Researchers at Cornell University, New York State (US), have developed a chemical tool to control inflammation that is activated by ultraviolet (UV) light. The key is a small molecule capable of controlling an immune response when exposed to UV light radiation.

“We have developed a chemical technology that can selectively inhibit the inflammatory activity of immune cells, in this case macrophages,” explains Pamela Chang, assistant professor of microbiology and immunology at Cornell and the paper’s senior author. “Our tool is activated by UV light, so that we can modulate macrophage activity in a spatiotemporal manner.”

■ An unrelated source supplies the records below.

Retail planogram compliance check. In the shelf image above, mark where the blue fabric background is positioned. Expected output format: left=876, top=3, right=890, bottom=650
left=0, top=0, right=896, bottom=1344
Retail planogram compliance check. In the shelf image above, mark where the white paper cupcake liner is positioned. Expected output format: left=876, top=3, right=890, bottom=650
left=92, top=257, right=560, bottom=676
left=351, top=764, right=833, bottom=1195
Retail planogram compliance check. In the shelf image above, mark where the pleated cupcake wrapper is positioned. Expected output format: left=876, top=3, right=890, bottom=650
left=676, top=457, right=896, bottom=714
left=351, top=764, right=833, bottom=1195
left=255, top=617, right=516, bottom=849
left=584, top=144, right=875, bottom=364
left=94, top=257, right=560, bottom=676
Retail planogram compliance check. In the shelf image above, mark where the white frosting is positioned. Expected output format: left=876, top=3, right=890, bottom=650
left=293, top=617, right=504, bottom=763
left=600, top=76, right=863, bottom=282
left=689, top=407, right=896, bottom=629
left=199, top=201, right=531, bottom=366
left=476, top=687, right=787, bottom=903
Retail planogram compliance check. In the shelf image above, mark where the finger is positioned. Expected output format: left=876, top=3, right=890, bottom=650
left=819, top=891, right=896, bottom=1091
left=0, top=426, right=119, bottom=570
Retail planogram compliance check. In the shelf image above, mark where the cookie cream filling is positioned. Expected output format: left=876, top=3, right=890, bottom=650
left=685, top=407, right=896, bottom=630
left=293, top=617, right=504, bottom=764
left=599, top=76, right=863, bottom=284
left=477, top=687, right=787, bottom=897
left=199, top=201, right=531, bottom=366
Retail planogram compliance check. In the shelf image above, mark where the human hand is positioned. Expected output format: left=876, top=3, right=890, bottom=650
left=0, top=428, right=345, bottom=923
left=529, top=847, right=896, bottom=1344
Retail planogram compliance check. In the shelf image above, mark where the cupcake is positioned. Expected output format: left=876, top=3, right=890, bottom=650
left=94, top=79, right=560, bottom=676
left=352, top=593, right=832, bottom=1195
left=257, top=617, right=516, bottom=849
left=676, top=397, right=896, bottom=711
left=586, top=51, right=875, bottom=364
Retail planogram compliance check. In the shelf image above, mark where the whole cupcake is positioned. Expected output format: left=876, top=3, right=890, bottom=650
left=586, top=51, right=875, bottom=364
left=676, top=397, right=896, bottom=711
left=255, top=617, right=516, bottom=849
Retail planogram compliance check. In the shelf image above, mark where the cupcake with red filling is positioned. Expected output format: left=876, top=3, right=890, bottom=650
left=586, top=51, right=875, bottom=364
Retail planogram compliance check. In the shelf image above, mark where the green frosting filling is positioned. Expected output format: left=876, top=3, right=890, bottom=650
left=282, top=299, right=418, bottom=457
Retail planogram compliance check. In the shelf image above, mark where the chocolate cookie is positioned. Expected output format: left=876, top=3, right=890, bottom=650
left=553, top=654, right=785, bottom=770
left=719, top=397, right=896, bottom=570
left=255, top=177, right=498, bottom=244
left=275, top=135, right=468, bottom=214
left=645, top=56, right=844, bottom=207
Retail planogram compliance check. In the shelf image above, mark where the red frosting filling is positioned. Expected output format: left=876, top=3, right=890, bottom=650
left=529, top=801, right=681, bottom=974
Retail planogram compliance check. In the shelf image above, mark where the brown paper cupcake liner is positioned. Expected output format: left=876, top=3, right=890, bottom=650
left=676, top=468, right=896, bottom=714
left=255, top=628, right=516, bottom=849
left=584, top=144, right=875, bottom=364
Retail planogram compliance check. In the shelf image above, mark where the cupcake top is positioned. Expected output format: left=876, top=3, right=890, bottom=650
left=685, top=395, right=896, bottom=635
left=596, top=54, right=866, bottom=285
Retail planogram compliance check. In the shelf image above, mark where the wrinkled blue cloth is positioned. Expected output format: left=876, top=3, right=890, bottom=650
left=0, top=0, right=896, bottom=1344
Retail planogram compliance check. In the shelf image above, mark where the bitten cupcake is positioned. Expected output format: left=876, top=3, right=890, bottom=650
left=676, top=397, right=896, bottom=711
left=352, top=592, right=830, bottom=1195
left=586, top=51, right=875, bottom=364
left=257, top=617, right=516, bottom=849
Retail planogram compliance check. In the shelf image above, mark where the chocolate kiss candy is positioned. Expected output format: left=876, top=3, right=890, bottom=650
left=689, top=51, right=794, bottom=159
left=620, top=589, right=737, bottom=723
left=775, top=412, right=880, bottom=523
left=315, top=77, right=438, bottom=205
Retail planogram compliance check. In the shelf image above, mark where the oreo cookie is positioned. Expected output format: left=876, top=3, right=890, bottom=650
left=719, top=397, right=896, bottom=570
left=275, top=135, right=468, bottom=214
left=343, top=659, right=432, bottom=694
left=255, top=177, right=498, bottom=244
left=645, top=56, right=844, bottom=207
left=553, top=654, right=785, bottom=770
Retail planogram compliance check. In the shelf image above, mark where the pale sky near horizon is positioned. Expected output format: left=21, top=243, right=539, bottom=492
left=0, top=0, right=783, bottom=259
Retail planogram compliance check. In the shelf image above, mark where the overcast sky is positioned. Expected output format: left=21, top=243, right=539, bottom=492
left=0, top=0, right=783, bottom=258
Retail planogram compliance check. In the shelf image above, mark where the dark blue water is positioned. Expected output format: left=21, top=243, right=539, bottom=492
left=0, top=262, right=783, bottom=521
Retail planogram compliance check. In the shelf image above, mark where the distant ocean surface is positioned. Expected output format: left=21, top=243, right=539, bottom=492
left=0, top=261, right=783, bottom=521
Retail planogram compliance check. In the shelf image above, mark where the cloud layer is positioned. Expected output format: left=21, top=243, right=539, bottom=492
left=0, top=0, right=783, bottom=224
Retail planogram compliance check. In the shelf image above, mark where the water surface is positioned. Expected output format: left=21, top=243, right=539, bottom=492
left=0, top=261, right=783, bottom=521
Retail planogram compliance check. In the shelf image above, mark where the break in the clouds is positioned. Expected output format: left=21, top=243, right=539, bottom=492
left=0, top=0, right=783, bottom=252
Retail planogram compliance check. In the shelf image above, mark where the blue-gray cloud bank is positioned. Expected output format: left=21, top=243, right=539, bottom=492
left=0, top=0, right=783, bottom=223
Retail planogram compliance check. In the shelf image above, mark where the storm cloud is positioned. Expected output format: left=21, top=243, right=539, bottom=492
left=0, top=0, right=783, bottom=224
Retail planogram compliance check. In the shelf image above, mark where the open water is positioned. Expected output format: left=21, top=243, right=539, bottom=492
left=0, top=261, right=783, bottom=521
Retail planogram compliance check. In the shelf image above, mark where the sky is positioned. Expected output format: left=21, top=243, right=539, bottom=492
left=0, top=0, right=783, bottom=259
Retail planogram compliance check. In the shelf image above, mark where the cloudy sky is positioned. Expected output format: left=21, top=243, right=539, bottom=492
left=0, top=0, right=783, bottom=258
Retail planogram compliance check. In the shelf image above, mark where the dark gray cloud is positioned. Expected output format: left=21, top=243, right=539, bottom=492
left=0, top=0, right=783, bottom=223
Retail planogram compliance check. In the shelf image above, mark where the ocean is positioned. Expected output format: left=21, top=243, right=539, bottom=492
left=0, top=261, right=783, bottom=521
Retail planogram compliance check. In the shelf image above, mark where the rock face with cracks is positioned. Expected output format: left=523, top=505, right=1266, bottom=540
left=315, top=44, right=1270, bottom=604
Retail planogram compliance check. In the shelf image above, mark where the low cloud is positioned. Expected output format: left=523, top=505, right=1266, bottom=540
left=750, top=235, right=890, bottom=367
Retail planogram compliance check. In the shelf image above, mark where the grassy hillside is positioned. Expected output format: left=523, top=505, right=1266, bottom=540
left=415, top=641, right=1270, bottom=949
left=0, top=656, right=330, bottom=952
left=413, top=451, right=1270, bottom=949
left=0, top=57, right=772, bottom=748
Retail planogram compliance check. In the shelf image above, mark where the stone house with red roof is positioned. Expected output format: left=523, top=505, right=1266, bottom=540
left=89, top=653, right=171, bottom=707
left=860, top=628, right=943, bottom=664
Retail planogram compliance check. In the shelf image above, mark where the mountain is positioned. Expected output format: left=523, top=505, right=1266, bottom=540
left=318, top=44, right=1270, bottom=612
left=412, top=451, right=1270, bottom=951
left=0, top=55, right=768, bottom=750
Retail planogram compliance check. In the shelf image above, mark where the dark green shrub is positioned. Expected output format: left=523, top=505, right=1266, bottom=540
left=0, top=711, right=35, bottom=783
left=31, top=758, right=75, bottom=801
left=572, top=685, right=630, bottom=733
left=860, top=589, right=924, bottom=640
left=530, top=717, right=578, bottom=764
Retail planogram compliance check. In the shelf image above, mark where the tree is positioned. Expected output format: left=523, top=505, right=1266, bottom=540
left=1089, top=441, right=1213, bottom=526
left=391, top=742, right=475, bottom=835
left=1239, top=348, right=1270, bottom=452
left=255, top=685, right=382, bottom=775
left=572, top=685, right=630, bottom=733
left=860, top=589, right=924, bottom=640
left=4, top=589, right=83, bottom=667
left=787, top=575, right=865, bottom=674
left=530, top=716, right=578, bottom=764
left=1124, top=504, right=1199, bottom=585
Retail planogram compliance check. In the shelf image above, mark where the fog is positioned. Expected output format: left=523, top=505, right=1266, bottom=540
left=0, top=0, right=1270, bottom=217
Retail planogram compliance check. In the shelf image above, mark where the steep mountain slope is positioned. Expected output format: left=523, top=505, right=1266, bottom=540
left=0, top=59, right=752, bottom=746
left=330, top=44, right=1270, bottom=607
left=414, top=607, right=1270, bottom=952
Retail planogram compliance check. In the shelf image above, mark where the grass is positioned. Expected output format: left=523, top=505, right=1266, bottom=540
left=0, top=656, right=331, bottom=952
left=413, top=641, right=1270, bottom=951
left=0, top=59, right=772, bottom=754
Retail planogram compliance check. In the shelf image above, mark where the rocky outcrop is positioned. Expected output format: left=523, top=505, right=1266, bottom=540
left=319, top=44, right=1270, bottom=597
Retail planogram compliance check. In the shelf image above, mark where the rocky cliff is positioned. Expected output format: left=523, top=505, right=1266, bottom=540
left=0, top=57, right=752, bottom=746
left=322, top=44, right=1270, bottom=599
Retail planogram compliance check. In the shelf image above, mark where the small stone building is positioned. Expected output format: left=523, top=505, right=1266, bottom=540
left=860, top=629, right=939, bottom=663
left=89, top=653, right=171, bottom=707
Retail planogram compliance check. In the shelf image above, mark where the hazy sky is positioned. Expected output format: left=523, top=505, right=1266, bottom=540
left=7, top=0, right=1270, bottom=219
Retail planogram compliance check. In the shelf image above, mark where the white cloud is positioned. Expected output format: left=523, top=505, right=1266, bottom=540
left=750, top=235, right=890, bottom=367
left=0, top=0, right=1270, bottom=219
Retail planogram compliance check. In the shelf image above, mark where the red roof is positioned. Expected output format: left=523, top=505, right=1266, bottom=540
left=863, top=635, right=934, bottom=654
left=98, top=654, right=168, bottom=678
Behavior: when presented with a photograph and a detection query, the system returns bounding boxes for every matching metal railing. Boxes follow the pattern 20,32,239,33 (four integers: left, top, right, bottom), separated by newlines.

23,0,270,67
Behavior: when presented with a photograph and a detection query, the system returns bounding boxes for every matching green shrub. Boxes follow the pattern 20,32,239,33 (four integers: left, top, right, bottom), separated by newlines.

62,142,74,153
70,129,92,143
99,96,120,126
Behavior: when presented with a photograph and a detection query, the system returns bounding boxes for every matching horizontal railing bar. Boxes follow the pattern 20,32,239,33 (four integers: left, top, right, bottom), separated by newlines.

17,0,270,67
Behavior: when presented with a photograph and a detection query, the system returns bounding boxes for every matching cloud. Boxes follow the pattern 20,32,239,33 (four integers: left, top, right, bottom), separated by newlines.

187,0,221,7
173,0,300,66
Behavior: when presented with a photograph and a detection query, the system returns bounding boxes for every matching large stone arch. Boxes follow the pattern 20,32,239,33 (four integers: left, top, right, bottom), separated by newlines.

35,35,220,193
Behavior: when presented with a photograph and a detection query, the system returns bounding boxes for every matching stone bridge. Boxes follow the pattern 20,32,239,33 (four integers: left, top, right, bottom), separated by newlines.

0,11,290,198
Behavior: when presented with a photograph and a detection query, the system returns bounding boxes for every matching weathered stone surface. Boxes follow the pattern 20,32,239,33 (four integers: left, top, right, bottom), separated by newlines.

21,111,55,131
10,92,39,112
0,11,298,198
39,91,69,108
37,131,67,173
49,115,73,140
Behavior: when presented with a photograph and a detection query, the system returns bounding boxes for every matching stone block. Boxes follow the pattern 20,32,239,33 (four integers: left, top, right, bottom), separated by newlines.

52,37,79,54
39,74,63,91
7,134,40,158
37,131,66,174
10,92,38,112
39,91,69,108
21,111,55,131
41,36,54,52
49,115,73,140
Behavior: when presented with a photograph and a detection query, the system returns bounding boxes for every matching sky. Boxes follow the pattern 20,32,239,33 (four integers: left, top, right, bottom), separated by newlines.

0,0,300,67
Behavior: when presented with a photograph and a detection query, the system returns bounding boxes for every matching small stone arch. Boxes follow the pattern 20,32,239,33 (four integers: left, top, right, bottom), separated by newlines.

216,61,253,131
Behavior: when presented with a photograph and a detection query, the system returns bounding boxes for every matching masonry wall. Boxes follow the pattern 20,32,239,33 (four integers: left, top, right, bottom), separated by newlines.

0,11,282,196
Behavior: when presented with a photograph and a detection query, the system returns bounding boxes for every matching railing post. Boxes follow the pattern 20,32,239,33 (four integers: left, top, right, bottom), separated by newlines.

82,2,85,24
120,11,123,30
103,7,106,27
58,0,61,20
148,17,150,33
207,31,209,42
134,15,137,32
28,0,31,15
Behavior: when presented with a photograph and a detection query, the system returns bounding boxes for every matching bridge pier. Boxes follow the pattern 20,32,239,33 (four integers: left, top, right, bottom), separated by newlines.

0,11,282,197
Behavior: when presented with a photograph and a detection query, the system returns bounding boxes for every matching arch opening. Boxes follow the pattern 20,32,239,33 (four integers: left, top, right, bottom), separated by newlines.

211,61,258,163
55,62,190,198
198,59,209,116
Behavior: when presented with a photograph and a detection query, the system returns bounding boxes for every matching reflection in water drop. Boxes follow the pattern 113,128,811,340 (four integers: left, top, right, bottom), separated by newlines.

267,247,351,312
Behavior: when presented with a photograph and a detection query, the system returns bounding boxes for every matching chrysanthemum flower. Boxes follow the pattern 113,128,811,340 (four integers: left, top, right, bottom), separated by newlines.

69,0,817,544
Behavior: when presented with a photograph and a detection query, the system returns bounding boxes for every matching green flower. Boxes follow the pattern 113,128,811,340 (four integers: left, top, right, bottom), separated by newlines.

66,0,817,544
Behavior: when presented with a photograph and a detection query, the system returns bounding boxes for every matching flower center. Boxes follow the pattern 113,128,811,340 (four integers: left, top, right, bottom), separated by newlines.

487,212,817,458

Manipulating the immune system in a controlled manner

Cornell’s tool is at the forefront of new technologies to control inflammation and the immune system. The method is innovative because there are very few tools that can manipulate the immune system in a controlled manner. “We envision that our tools can be used therapeutically to limit inflammation in the target tissue to avoid off-target effects on healthy surrounding tissue,” says Chang.

Beyond treatment options with minimized side effects to healthy tissues, the innovation holds promises for research, too: “We also envision that our tools can be used to study inflammatory pathways,” the professor says.

Challenges and opportunities for future light technologies

Chang and her colleagues had to overcome obstacles in developing the chemical tool and are still optimizing the method: “The biggest challenge is to have our method work in vivo,” Chang reveals, “and we are currently developing new probes that are optimal for in vivo use.”

The research advance accomplished at Cornell could have broader impact on the development of the next generation of light-based technologies. “We have developed a technology based on light activation of small molecules, and we believe our approach can be adapted to target many different biology pathways,” Chang confirms.

What is the next step

“We would like to see our technology work in vivo in mouse models,” the researcher says in conclusion.

The study’s results are reported in the article “Chemical optogenetic modulation of inflammation and immunity,” published in Chemical Science.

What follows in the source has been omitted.